Stronger Food Standards Agency needed to beat fraud

By Michael Stones

- Last updated on GMT

The FSA should be strengthened to combat food fraud more effectively, said Professor Chris Elliott
The FSA should be strengthened to combat food fraud more effectively, said Professor Chris Elliott

Related tags Food standards agency Fsa

A stronger Food Standards Agency (FSA) – equipped with responsibility for food compositional labelling – is a key recommendation of the interim Elliott Review, commissioned by the government to investigate the supply chain after the horsemeat crisis.

Author of the report Professor Chris Elliott, from Queen’s University Belfast, wrote: “I consider that the lead role for supporting research into authenticity testing, and policy over compositional labelling should revert to the FSA ​[from the Department for Environment, Food and Rural Affairs (DEFRA)], so as to have closer links to its operational activities.”

Research into authenticity and information to support clear labelling about composition should have closer links to delivery, he said.

In a move widely criticised by consumer watchdog Which? and others, the coalition government shifted policy responsibility for food authenticity and composition – when unrelated to food safety – to the DEFRA. Responsibility for nutrition and health was transferred to the Department of Health (DH).

Crisis management

The Elliott Review also recommended the FSA should ensure it had an up-to-date crisis management plan and work more closely with DEFRA and DH to ensure their respective roles are clear in the event of a major incident.

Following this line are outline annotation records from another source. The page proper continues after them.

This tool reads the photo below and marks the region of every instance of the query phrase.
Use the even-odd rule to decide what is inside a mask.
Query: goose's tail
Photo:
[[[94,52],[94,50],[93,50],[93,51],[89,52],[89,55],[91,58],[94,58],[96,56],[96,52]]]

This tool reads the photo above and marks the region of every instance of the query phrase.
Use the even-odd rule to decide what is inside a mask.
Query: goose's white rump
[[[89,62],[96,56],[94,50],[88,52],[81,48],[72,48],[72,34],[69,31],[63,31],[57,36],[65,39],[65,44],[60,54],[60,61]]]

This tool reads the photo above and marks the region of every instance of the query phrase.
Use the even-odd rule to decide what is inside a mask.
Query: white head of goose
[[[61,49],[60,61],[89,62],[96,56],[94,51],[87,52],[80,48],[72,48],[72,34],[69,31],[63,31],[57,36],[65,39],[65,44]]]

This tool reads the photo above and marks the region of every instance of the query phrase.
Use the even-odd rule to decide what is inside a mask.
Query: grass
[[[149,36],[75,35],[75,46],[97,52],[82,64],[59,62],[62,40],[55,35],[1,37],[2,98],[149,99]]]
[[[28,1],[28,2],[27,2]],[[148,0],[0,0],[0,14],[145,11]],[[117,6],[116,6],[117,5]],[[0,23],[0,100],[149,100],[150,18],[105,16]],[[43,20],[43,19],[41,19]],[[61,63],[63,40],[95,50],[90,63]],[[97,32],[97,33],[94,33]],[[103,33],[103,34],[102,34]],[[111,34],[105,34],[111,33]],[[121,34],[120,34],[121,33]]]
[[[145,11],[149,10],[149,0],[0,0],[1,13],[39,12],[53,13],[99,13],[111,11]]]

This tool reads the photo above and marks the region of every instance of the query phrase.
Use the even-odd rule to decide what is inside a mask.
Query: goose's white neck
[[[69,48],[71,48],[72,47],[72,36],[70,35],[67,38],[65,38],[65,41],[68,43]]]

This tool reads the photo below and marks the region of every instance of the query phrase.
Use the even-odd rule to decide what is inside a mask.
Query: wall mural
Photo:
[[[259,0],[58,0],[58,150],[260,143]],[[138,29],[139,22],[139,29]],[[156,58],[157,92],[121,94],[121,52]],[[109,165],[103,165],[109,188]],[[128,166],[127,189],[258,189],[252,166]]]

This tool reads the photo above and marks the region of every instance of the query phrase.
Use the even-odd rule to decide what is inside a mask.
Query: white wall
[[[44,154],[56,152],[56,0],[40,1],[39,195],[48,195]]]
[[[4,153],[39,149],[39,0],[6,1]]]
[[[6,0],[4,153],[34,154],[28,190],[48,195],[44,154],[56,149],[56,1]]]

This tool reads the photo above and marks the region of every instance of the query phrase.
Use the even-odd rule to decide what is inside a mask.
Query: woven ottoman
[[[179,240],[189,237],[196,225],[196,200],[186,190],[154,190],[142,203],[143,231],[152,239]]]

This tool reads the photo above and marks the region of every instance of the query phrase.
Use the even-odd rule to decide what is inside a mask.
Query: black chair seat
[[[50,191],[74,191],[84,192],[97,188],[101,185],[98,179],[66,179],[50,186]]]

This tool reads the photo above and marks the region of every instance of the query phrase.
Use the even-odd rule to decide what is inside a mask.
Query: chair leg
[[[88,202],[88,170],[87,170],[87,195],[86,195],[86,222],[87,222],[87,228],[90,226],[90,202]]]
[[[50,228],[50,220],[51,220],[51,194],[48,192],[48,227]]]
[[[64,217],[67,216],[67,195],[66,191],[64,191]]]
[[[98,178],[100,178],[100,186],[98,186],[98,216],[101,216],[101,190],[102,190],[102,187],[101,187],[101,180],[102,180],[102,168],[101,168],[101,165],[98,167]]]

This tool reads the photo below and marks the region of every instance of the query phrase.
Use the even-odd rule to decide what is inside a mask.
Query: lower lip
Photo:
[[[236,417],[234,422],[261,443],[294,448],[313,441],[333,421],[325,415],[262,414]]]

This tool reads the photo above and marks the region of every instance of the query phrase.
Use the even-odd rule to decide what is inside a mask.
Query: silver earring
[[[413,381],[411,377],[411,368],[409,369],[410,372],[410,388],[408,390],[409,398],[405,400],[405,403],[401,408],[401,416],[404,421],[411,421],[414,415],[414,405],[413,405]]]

It recommended the agency should act as an intelligence hub to share information with the food industry and government about food crime threats.

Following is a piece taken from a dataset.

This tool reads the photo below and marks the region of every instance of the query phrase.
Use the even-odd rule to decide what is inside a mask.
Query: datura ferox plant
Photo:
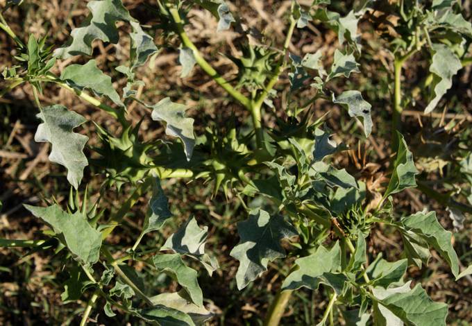
[[[200,287],[194,269],[200,266],[203,269],[199,273],[211,275],[220,268],[214,255],[205,248],[208,226],[190,218],[162,247],[140,248],[145,234],[160,230],[173,217],[161,187],[161,182],[168,178],[204,179],[214,185],[214,195],[230,193],[242,201],[246,216],[237,223],[239,243],[228,258],[239,261],[235,275],[239,290],[260,277],[272,261],[285,259],[290,264],[266,311],[266,325],[283,325],[287,302],[301,288],[322,289],[328,293],[318,325],[333,324],[333,314],[336,320],[344,319],[346,325],[446,325],[448,305],[430,299],[421,284],[412,286],[405,280],[407,269],[428,266],[434,250],[456,280],[472,270],[469,267],[461,273],[452,233],[441,226],[435,212],[405,215],[396,211],[392,198],[416,187],[419,173],[407,139],[401,133],[407,101],[402,97],[402,69],[415,53],[429,58],[430,75],[425,84],[429,98],[424,110],[435,110],[451,87],[453,76],[470,62],[466,55],[472,26],[462,15],[458,1],[403,0],[385,4],[360,1],[344,15],[330,10],[330,0],[292,0],[284,16],[284,40],[248,41],[241,46],[240,56],[226,55],[238,71],[232,80],[212,67],[212,58],[202,54],[186,33],[192,28],[189,10],[199,8],[209,10],[218,22],[214,33],[234,29],[249,40],[251,31],[242,24],[243,17],[230,10],[229,1],[150,1],[155,26],[143,26],[121,0],[91,1],[87,3],[87,16],[70,31],[66,43],[52,46],[47,45],[47,35],[30,35],[22,40],[9,27],[8,10],[24,4],[20,2],[7,1],[10,8],[1,16],[0,27],[17,46],[16,65],[3,68],[8,87],[1,94],[24,83],[31,86],[37,117],[34,140],[50,144],[49,159],[63,166],[71,190],[63,205],[53,196],[37,206],[25,205],[31,216],[49,228],[43,239],[3,239],[1,243],[67,251],[64,265],[70,279],[62,285],[62,300],[85,302],[81,325],[87,323],[92,311],[101,309],[110,318],[129,314],[162,325],[194,325],[212,318],[204,304],[205,289]],[[337,167],[333,157],[344,155],[348,146],[332,137],[325,116],[314,119],[310,108],[317,101],[337,106],[346,119],[356,121],[361,138],[372,137],[375,119],[365,94],[356,89],[331,89],[339,80],[361,74],[362,35],[358,24],[361,19],[370,19],[373,26],[380,26],[380,19],[388,18],[373,12],[382,10],[397,17],[396,24],[389,27],[392,31],[379,33],[394,58],[392,155],[387,178],[378,185],[381,196],[373,196],[361,175]],[[118,22],[123,28],[119,30]],[[294,32],[303,33],[310,24],[335,31],[337,48],[333,55],[319,50],[301,58],[289,51]],[[196,122],[186,113],[185,98],[163,94],[157,103],[138,98],[137,88],[146,85],[140,79],[137,68],[159,55],[160,49],[153,36],[158,33],[177,40],[180,78],[197,70],[208,75],[242,112],[247,112],[250,131],[229,121],[220,128],[196,128],[203,130],[196,132]],[[129,39],[130,47],[128,63],[115,68],[127,80],[122,89],[117,89],[92,55],[97,42],[117,44],[121,37]],[[51,72],[59,62],[76,57],[85,63],[62,65],[60,74]],[[283,76],[290,87],[285,103],[278,99]],[[39,94],[48,84],[70,91],[103,111],[121,128],[108,130],[60,103],[43,105]],[[306,89],[312,89],[314,95],[305,103],[290,97]],[[142,119],[158,121],[167,140],[141,140],[141,123],[133,124],[128,116],[127,108],[133,103],[149,109],[148,117]],[[281,110],[285,112],[283,116],[277,114]],[[265,115],[275,122],[264,123]],[[91,126],[94,132],[88,136],[79,132]],[[90,137],[96,138],[98,145],[84,151],[89,148]],[[93,157],[85,155],[92,152]],[[469,155],[461,163],[469,184],[471,160]],[[112,207],[106,214],[100,199],[88,203],[90,194],[84,171],[92,166],[95,175],[106,180],[99,198],[107,191],[118,191],[123,198],[121,207]],[[428,192],[425,186],[421,189]],[[117,252],[110,237],[119,232],[120,223],[141,198],[150,199],[140,235],[131,248]],[[246,205],[256,198],[262,200]],[[458,214],[471,212],[465,204],[441,203]],[[381,253],[372,255],[369,250],[370,231],[379,223],[396,230],[403,240],[403,255],[398,260],[389,261]],[[135,262],[165,273],[179,290],[159,293],[146,286],[132,267]]]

Read the more about the Elliott Review recommendations – including advice to establish a new Food Crime Unit – here​.

Meanwhile Which? argues that the decision to strip the FSA of responsibility for food standards, labelling and nutrition compromised the agency’s ability to respond quickly and effectively to the horsemeat crisis.

‘Caused a lot of confusion’

Sue Davies, Which? chief policy adviser, told Food Manufacture’s Food safety conference in October: “We’ve been concerned for some time about changes made to the FSA in 2010, which has made it a lot weaker and caused a lot of confusion​. That has been picked up by the Environment Food and Rural Affairs committee and the recent National Audit Office report.”

Responsibility for food labelling, standards and nutrition should be returned to the FSA to ensure it can “take a joined-up approach from a consumer perspective”, she argued.

Speaking at the same conference Andrew Rhodes, FSA chief operating officer, declined to comment directly on the wisdom of the responsibility changes because that would be “venturing into politics”.

But he added: “But there have been numerous reviews, so far, of the incident. None of the reviews said the machinery of government changes affected the response to the incident. Some have said the FSA is weaker – I’m not sure I would agree with that.”

Read industry reaction to the review here​ and the review itself here​.

Elliott’s final report will be published next spring.